In the 1960s and 1970s scientist put a lot of effort into trying to sequence DNA. Unfortunately, the protein sequencing methods did not quite work for DNA sequencing, because amino acids sequences consist of 20 different building blocks whereas DNA consists only of four and are more similar to each other, making it difficult to distinguish them. Besides, the laborious cleaving technique to sequence proteins was only possible for relatively short sequences. This technique dates back to the early 1950s when Frederick Sanger developed this Nobel Prize-winning technique and sequenced the two chains of the insulin molecule.

At that time transfer RNAs were the shortest known biologically active amino acids, around 73 to 93 nucleotides of length. Given tRNAs' short size, made it possible to use a label and cleave method analogous to Sanger's 1949 method. Robert W. Holley and coworkers used a similar technique to sequence Escherichia coli alanine tRNA, the first sequenced nucleic acid molecule, published in 1965(*).

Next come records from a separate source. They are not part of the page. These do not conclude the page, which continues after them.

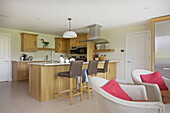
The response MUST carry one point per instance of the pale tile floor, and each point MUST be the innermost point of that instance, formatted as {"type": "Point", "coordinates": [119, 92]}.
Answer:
{"type": "Point", "coordinates": [14, 98]}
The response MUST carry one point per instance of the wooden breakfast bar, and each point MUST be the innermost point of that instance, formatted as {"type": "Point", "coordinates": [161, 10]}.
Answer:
{"type": "Point", "coordinates": [43, 78]}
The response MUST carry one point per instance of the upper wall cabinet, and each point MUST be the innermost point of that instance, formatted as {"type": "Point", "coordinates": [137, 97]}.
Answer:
{"type": "Point", "coordinates": [74, 42]}
{"type": "Point", "coordinates": [62, 45]}
{"type": "Point", "coordinates": [28, 42]}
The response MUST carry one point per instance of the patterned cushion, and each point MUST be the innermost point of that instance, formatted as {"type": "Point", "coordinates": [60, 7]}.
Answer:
{"type": "Point", "coordinates": [113, 88]}
{"type": "Point", "coordinates": [155, 78]}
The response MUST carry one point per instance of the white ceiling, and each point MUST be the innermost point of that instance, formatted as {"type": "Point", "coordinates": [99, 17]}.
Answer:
{"type": "Point", "coordinates": [50, 16]}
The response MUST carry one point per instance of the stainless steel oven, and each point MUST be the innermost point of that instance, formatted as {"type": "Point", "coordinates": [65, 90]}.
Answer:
{"type": "Point", "coordinates": [78, 50]}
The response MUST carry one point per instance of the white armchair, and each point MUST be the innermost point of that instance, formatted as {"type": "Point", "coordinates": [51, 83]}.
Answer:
{"type": "Point", "coordinates": [111, 104]}
{"type": "Point", "coordinates": [153, 91]}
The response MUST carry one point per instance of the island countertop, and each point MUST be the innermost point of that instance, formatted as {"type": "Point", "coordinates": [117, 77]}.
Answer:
{"type": "Point", "coordinates": [53, 64]}
{"type": "Point", "coordinates": [43, 83]}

The discovery of type II restriction enzymes in the 1970s(*) was the key to advance sequencing technologies. They cleave DNA near specific strings of about four to eight nucleotides long; therefore, they could be used to cut DNA into small fragments that were possible to separate using electrophoresis. These enzymes cleave the double-stranded DNA so that the opposing strands have an overhang. Since the cleavage site sequence was known, this fact was an advantage in some of the early sequencing efforts, but the methods never advanced to the level where it was possible to sequence whole gene sequences.

A decisive shift started with Frederic Sanger introducing his 'plus and minus system' in 1975(*). With this approach, it was possible to determine a sequence up to about 50 base pairs in a single analysis. However, one of the deficiencies of this method was that it was difficult to measure the correct length of homopolymer stretches, such as AAA or GGG, etc. Nevertheless, Sanger used this method in 1977 to sequence the genome of bacteriophage phi X174, 5,375 nucleotides of the total estimated length of 5,400 nucleotides(*).

In the same year 1977, Maxam and Gilbert published their sequencing method(*), which was in many aspects similar to the Sanger's method but having an advantage of resolving homopolymer stretches.

At the end of the year 1977, Sanger published a novel sequencing concept(*), based on incorporation of the chain terminating dideoxynucleotides, ddNTPs. This method could initially produce read lengths of about 100 nucleotides.

Walter Gilbert and Frederick Sanger shared the 1980 Nobel Prize in Chemistry(*) "for their contributions concerning the determination of base sequences in nucleic acids." together with Paul Berg "for his fundamental studies of the biochemistry of nucleic acids, with particular regard to recombinant-DNA."